Over the years, the number of days that workers can take for vacation time has steadily increased for most employees. However, at the same time, more people are working multiple jobs, skipping or shortening their vacations, or starting their own businesses and simply doing without any vacation time at all.

While it is clear to see why many employees, self-employed, and even upper-level management professionals think that taking a vacation is not in their best interest, they are incorrect. In fact, studies show that taking a vacation that is a true break from work has multiple benefits for the individual. These benefits also create benefits for the company and the workplace as a whole.

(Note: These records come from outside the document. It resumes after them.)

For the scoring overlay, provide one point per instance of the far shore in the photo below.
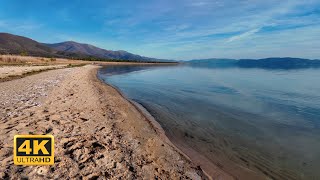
(98, 133)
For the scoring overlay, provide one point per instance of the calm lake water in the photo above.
(264, 120)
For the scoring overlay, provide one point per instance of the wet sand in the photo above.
(98, 133)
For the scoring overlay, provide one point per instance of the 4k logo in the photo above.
(33, 150)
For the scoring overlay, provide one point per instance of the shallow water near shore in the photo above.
(267, 121)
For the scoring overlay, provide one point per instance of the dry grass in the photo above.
(29, 60)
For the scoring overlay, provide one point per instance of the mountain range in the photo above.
(13, 44)
(266, 63)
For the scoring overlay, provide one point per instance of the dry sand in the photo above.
(9, 71)
(98, 134)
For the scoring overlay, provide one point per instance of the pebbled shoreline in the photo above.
(98, 133)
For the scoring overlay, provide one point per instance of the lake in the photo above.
(267, 121)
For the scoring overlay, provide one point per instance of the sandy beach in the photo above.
(98, 133)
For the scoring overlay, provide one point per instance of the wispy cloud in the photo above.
(243, 35)
(175, 29)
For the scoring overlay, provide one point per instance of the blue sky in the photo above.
(173, 29)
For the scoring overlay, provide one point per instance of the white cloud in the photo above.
(243, 35)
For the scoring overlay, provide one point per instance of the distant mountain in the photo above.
(267, 63)
(72, 47)
(13, 44)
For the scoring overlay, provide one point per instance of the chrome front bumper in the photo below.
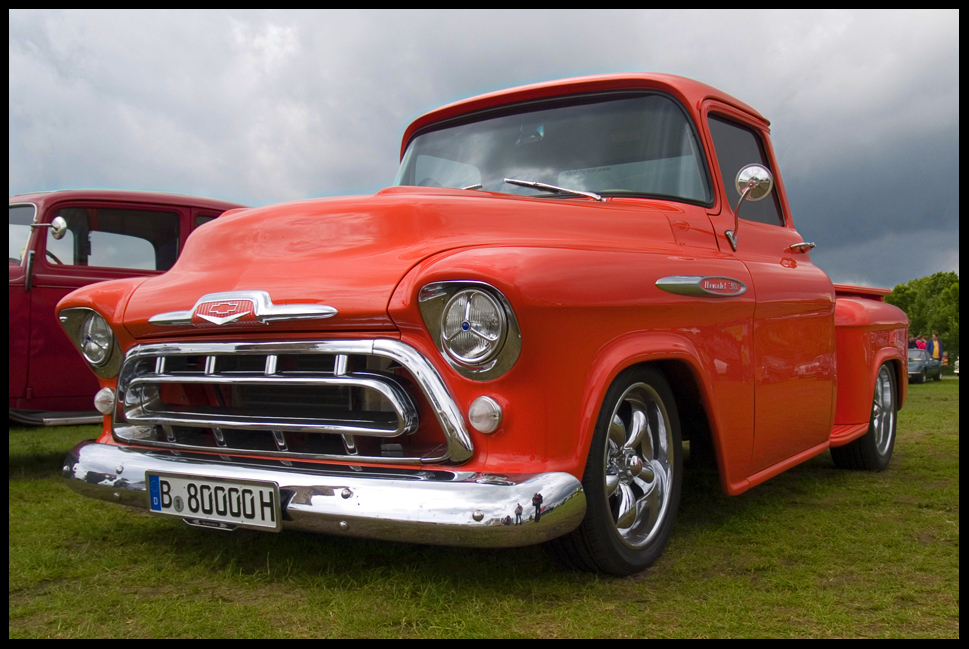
(457, 508)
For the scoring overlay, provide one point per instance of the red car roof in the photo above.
(691, 93)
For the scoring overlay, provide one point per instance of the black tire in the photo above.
(633, 479)
(873, 450)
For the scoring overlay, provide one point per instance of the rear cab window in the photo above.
(736, 147)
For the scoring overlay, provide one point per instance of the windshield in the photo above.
(21, 216)
(620, 145)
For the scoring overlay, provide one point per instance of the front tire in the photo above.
(633, 478)
(873, 450)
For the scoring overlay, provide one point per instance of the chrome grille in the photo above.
(331, 399)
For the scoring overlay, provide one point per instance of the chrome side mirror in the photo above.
(754, 183)
(58, 227)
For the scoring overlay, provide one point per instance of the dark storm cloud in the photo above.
(261, 107)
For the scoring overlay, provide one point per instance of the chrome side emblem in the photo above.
(698, 285)
(240, 307)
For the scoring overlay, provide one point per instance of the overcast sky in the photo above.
(263, 107)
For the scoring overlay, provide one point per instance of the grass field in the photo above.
(815, 552)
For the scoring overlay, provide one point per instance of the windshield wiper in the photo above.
(552, 188)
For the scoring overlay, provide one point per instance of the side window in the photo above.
(202, 219)
(736, 147)
(116, 238)
(21, 216)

A few of the key benefits of taking time off of work, not just working from home or being “on-call” throughout your time off include:

  • Better relationships with the family – time to spend with partners, spouses, children, and other family members is a benefit of vacation time. Even if you plan a “stay-cation” or just take the kids to the local park, having that uninterrupted and meaningful time creates stronger bonds and a more significant sense of connection and wellbeing outside of the workplace. This leads to happier employees that have a network of support at home.
  • Lower burnout rates – burnout at work results in poor performance, lack of motivation, lack of creativity, and difficulties with managing change or challenges. Employees that take full vacation breaks have lower burnout combined with higher creativity, productivity, and resilience to any changes or challenges.
  • Fewer health issues – high stress levels combined with burnout can result in increased physical health issues. Taking a vacation removes the individual from the stressful situation, allowing them to rejuvenate physically as well as emotionally and mentally.
  • Increased productivity – employees and managers are more productive and creative when they are emotionally and mentally relaxed and calm. After a vacation, it is easier to look at problems from different perspectives rather than simply working over the same problem from the same viewpoint.
  • Fewer lost man hours – even if medical health issues are not a problem, people that fail to take regular vacations tend to have more missed days. These may be classified as sick days, and they are often linked to stress-related conditions such as headaches, digestive problems, depression, anxiety, or burnout.

The key in any workplace is for the management team to set an example. By making time off a priority as a manager, employees are more comfortable taking their vacation days without feeling guilty or pressured to keep working.